Consider this scenario: the moderator starts recording. They call room.startRecord() on their device. EnableX starts recording and fires room-record-on to every participant's SDK. Without listening for that event, the other participants have no way of knowing the session is being recorded — your UI stays silent when it should show a recording badge.
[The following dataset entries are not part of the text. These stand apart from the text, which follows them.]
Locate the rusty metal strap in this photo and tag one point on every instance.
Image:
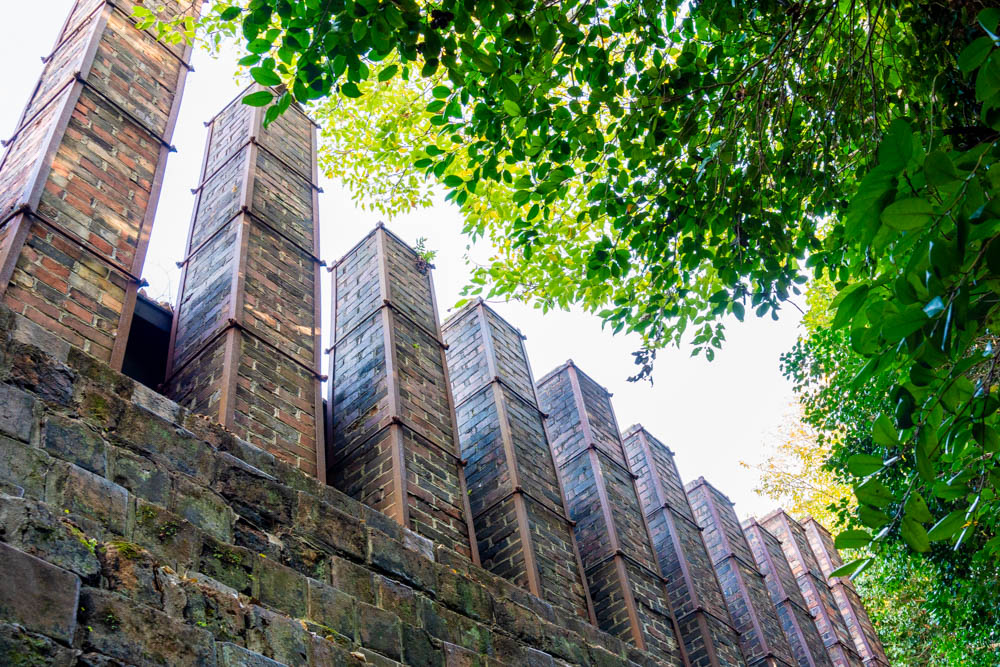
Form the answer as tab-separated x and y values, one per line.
705	611
600	452
253	218
85	246
397	421
788	600
730	555
386	303
128	114
239	149
253	334
284	163
233	324
518	395
626	557
668	507
520	491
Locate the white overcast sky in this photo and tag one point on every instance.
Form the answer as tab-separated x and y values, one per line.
711	414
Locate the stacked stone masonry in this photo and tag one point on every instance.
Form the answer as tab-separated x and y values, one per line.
81	175
706	627
135	531
814	587
519	515
796	619
848	602
245	345
393	443
626	585
750	606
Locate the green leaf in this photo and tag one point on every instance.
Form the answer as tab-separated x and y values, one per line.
259	99
872	517
229	13
511	107
897	145
902	324
259	46
863	465
934	306
873	492
847	569
974	54
265	77
350	89
914	535
947	491
988	19
907	214
939	169
947	526
852	539
916	508
884	433
849	306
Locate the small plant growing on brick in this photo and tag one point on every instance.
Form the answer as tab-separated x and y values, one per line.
112	622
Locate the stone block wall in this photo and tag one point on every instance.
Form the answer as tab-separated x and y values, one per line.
626	585
135	531
796	619
518	511
393	442
813	585
747	598
706	627
849	603
81	175
245	344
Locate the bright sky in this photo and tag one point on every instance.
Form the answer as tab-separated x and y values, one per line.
713	415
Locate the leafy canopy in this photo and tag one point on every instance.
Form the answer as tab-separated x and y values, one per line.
666	164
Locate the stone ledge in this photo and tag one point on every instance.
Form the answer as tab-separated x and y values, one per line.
235	554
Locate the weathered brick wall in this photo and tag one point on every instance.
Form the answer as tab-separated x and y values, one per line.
747	598
517	505
393	443
626	586
705	625
846	597
796	619
813	585
134	531
80	181
245	346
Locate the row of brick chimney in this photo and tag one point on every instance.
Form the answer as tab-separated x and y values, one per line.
442	428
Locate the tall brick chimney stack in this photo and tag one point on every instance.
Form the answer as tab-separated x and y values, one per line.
393	442
796	619
761	635
81	176
706	627
814	587
245	346
518	507
859	625
626	585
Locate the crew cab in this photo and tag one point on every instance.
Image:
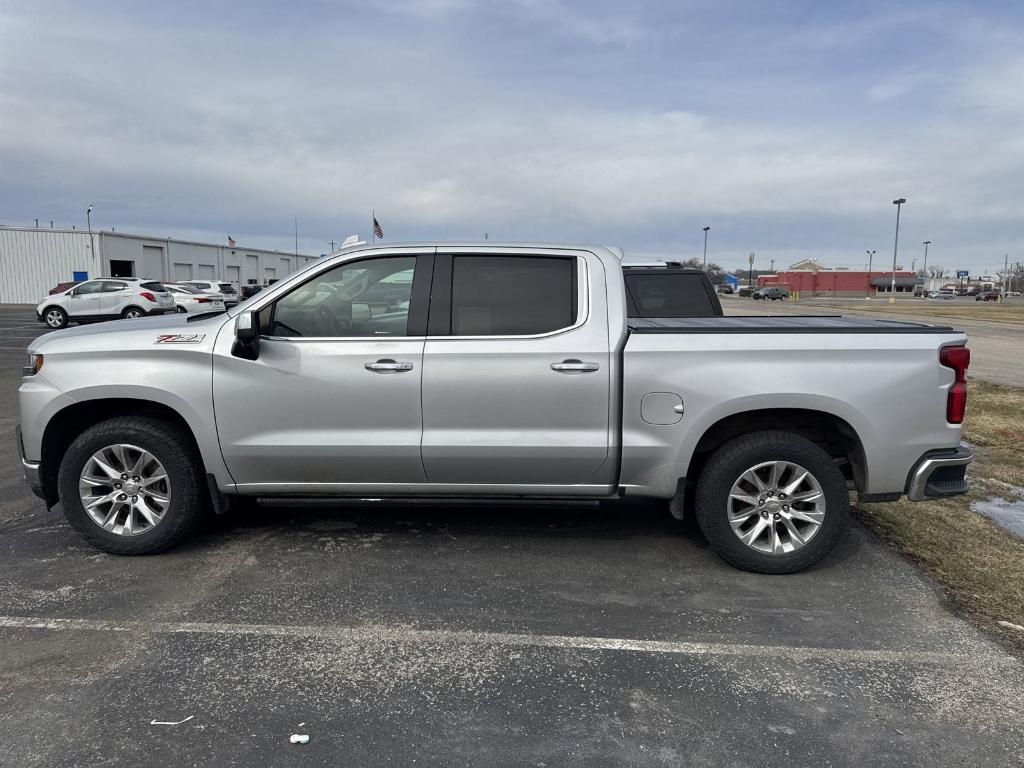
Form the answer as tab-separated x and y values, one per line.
483	371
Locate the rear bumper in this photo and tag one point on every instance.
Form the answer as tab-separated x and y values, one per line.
29	469
939	473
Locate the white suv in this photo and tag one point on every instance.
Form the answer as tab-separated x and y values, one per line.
195	300
215	286
105	298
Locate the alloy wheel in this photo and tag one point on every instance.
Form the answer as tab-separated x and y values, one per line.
125	489
776	507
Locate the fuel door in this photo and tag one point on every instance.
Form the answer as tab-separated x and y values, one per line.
662	408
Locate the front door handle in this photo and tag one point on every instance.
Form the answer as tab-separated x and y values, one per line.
574	367
388	366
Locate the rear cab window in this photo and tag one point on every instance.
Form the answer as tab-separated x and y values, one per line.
658	293
511	295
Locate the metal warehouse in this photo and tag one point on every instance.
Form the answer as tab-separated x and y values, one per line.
34	260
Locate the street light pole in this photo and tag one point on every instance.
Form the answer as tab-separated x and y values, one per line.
892	289
867	288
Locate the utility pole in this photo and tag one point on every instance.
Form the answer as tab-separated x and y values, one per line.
88	221
892	290
867	288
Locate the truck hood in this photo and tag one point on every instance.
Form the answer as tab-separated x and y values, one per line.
132	334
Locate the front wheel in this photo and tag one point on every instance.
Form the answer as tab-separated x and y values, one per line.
132	485
55	317
772	502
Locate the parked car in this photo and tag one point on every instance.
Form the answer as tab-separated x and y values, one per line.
215	286
190	300
772	293
105	298
667	291
508	371
61	287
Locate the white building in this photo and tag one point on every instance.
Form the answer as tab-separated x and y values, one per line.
34	260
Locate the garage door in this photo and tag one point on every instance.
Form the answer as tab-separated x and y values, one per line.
153	262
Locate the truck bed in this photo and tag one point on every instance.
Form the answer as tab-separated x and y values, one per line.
779	324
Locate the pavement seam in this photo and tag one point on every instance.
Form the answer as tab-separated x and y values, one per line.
400	634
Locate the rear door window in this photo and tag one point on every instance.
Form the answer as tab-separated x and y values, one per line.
512	295
669	295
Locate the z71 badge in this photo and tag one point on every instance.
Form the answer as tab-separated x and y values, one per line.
179	338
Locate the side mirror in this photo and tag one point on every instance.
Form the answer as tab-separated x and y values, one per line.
246	336
247	327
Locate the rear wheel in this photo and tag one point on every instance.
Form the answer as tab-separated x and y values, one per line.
55	317
132	485
772	502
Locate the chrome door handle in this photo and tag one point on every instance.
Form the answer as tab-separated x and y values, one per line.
574	367
388	367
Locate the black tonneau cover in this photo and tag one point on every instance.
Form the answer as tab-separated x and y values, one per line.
779	324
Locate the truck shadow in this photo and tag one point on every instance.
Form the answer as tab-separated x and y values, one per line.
484	517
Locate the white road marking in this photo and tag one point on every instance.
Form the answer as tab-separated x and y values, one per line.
164	722
400	634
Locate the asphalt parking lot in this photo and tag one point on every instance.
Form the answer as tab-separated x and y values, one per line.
474	635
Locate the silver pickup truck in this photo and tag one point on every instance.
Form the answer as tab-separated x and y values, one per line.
492	370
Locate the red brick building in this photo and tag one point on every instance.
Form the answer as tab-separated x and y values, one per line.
811	278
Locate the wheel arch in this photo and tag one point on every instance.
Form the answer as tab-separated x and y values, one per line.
834	433
74	419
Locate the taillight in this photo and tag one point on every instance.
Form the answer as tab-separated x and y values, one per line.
957	358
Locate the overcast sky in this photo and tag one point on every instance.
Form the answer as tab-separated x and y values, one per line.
787	127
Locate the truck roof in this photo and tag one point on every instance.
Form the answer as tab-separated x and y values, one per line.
483	245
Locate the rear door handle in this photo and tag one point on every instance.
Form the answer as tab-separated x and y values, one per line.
574	367
388	366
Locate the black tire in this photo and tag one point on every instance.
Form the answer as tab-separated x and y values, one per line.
173	448
725	467
56	312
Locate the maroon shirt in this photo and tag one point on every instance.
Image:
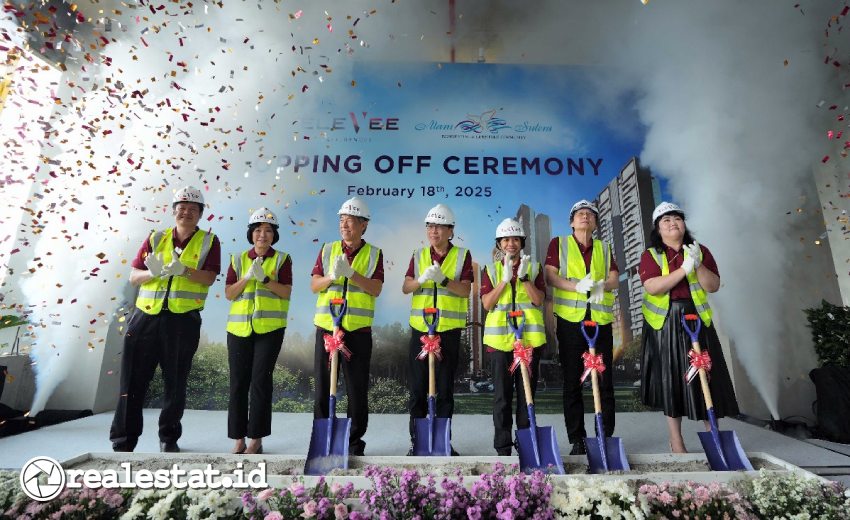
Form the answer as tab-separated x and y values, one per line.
211	263
465	271
284	275
350	253
486	286
553	255
649	269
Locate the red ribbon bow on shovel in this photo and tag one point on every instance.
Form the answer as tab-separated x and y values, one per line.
430	345
698	360
333	342
522	354
592	362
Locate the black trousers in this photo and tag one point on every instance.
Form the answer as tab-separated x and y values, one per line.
251	360
356	374
571	345
504	385
444	369
170	341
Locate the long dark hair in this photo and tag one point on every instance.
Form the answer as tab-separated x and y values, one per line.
655	240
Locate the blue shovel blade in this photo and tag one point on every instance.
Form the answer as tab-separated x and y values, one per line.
724	452
431	437
328	446
607	456
539	450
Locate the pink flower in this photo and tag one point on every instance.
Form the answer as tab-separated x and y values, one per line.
310	509
266	494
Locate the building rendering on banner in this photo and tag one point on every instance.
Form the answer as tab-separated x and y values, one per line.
625	220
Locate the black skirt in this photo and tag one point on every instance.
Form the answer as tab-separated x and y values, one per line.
664	362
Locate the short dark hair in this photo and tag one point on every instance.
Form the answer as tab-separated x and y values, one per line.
255	225
655	240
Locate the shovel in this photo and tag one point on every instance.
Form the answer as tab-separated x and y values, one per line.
722	448
329	440
537	445
431	435
603	453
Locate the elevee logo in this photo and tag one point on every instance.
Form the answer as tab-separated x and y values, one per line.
355	120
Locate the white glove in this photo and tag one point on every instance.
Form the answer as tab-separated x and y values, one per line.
507	268
256	271
689	264
597	292
175	268
524	260
342	268
585	284
694	251
154	263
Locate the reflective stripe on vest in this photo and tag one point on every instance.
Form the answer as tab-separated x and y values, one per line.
497	333
453	308
184	294
257	309
655	308
571	305
361	305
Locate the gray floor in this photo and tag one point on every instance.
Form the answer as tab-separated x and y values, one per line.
206	432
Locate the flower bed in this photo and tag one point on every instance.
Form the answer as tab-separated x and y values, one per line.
503	493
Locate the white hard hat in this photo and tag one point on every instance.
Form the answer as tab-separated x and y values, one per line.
356	207
664	208
509	228
583	204
263	215
440	214
188	194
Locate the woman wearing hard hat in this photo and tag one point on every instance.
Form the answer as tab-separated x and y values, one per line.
677	272
512	283
173	269
439	276
353	269
259	283
583	274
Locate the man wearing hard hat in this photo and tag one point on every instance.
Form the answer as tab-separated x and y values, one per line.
173	269
583	274
352	269
259	283
439	276
512	283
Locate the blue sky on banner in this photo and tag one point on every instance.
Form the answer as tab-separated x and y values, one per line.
403	140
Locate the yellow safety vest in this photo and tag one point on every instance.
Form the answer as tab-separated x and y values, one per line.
571	305
257	309
453	308
497	333
655	308
361	305
184	295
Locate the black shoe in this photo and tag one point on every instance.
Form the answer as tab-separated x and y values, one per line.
169	447
579	448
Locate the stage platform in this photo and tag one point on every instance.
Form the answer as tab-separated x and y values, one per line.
206	432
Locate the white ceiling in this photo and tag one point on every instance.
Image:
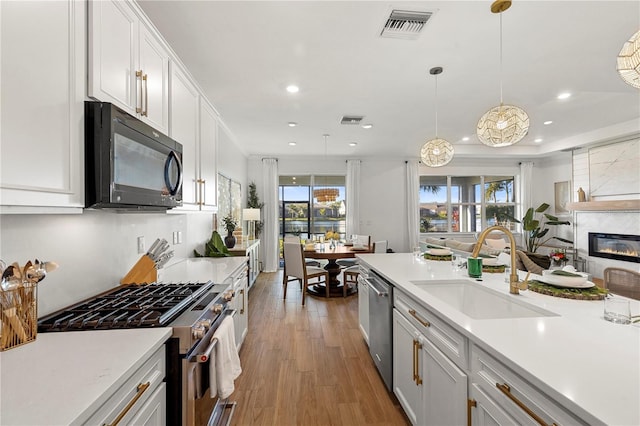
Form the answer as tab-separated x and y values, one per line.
245	53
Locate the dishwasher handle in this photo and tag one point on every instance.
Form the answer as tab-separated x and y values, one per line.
381	293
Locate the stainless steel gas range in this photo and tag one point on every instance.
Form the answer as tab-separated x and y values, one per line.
192	309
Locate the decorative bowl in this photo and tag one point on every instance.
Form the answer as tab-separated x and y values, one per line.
439	252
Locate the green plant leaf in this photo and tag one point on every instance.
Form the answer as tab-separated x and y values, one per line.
542	208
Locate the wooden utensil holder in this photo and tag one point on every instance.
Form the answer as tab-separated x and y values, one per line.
19	316
143	272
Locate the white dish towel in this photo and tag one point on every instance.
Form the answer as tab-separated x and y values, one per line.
224	362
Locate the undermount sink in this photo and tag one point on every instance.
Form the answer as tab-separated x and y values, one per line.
478	302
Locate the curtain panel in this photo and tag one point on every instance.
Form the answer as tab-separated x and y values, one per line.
413	203
270	240
352	198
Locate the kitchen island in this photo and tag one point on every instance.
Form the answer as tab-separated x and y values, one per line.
572	356
68	378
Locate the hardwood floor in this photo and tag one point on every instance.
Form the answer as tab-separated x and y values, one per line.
307	365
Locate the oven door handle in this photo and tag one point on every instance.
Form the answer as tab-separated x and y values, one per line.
206	354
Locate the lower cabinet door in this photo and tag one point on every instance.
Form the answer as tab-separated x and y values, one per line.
445	388
154	410
405	365
485	411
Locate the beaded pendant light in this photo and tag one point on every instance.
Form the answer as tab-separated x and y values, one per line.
503	125
628	62
436	152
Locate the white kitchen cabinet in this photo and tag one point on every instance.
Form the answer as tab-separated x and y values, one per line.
363	302
208	157
502	395
194	125
141	399
431	388
241	305
43	56
128	62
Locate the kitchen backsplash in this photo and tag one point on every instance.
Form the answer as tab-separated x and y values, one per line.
95	249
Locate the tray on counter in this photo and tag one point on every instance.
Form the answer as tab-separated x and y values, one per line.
592	293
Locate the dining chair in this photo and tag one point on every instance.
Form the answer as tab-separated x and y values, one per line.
350	274
296	268
623	282
362	240
308	262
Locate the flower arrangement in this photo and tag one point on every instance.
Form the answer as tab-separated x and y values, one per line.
558	257
229	223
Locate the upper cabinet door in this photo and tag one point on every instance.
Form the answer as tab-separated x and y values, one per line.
113	54
154	64
208	156
43	56
128	63
184	129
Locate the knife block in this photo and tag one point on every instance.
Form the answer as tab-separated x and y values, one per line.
143	272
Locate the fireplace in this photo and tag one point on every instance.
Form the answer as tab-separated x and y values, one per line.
615	246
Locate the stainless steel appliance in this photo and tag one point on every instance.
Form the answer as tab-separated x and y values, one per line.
380	325
128	164
192	310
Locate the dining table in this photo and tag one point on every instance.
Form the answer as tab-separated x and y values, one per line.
332	253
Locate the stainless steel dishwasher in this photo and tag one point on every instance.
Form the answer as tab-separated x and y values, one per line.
380	325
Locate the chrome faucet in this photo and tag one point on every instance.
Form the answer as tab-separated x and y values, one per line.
514	284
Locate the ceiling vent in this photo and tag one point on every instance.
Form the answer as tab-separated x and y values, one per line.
405	24
351	119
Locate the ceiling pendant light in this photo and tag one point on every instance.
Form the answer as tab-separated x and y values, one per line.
436	152
325	194
629	61
503	125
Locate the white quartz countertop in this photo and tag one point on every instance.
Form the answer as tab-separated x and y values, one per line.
587	364
63	378
216	269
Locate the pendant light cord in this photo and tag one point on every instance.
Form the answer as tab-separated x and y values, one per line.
500	58
436	106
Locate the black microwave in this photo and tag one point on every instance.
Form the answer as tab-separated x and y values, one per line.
128	164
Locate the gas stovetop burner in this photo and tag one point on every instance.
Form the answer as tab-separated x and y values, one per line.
129	306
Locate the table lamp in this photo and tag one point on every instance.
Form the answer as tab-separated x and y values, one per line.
251	216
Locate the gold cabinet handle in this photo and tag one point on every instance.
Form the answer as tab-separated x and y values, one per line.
199	183
420	320
145	110
139	76
506	389
470	404
140	390
416	366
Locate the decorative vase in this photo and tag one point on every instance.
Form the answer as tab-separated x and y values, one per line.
230	240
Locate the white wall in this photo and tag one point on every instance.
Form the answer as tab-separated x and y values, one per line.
94	250
615	222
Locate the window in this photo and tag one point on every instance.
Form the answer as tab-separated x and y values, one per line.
465	203
312	205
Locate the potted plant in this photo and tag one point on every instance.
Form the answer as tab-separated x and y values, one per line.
534	227
230	225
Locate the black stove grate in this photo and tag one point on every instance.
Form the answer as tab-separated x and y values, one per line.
130	306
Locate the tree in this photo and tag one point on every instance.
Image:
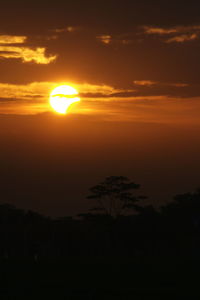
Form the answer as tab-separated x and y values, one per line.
114	196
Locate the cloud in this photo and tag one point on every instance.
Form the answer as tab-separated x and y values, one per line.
27	54
69	29
10	39
159	30
105	39
144	82
13	47
177	34
120	39
183	38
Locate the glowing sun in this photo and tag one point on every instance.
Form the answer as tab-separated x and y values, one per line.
62	97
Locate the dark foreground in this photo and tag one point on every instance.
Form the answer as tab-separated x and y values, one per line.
100	278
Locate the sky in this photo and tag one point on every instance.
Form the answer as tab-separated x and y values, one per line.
136	66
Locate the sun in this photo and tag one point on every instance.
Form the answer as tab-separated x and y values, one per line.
62	97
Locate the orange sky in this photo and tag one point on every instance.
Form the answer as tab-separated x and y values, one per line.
136	67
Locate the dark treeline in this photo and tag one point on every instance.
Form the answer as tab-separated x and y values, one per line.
109	229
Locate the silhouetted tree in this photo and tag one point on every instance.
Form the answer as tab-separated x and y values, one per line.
114	196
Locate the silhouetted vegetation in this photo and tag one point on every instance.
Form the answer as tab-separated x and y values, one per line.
110	229
121	247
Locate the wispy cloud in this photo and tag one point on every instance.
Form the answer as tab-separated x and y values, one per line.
69	29
12	39
105	39
14	47
144	82
178	34
26	54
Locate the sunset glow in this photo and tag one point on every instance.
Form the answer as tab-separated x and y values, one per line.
62	97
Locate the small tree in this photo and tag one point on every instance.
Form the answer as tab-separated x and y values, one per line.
114	196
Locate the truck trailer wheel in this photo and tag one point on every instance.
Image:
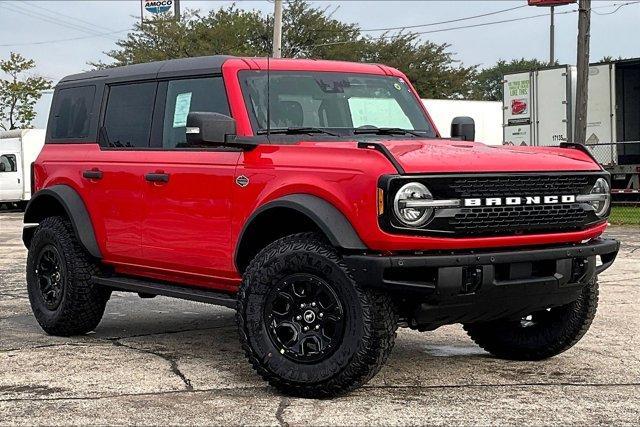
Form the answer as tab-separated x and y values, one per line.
306	327
539	335
59	271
The same pattern applies across the entire SDK: one participant's action → server processes it → everyone gets an event → each client updates its UI. Every feature page in this guide follows this method + event structure.

Error Handling

Error Response Format

When an SDK method fails, the error is returned as a JSON object through the callback. The structure is consistent across all methods:

{
  "result": 1144,
  "error": "NotAllowedError",
  "desc": "The request is not allowed by the user agent or the platform in the current context."
}
FieldTypeDescription
resultNumber0 = success; non-zero = error code
errorStringShort error identifier
descStringOptional. Human-readable explanation of the error
Pattern: always check result === 0

In every callback, test if (response.result === 0) for success. Any other value is an error code you can look up in the relevant section's error table.

Feature Guide

What You Can Build

The Web SDK is organized into focused topic pages. Each page covers a distinct area of the SDK with full method signatures, event listeners, code examples, and error codes.

🔗
Connecting to a Session
Step-by-step guide: enumerate devices → init stream → connect room → publish → receive remote streams → disconnect. Start here.
📹
Stream Management
Local stream init & publish, mute/unmute, switch devices, subscribe to remote streams, active talkers, video quality.
💬
In-Session Communication
Chat, custom signalling, file sharing, screen share, canvas streaming, RTMP, HLS, annotation, live transcription.
🛠
Session Management
Recording, hard mute, lock/unlock room, moderated entry, drop users, switch roles, pin/spotlight, room mode.
🔀
Breakout Rooms
Create breakout rooms, invite participants, accept/reject invitations, pause/resume parent room, destroy sessions.
🎙
Floor Access Control
Lecture mode floor requests, grant/deny/release access, invite participants to floor, moderator restore after reconnect.
🔬
Developer Tools
Pre-call diagnostics, live media stats, talker notifications, logging, snapshot, audio-only mode, PSTN dial-out.
Browser Support

Supported Browsers

BrowserMinimum VersionNotes
Google Chrome72+Recommended for best experience
Mozilla Firefox65+Fully supported
Apple Safari12+Supported; some getStats limitations
Microsoft Edge79+ (Chromium)Fully supported
Opera60+Chromium-based; supported
Safari limitations

clientBitrate() and clientDiagnostics() bandwidth tests do not work on Safari due to missing getStats() implementation. All other features are supported.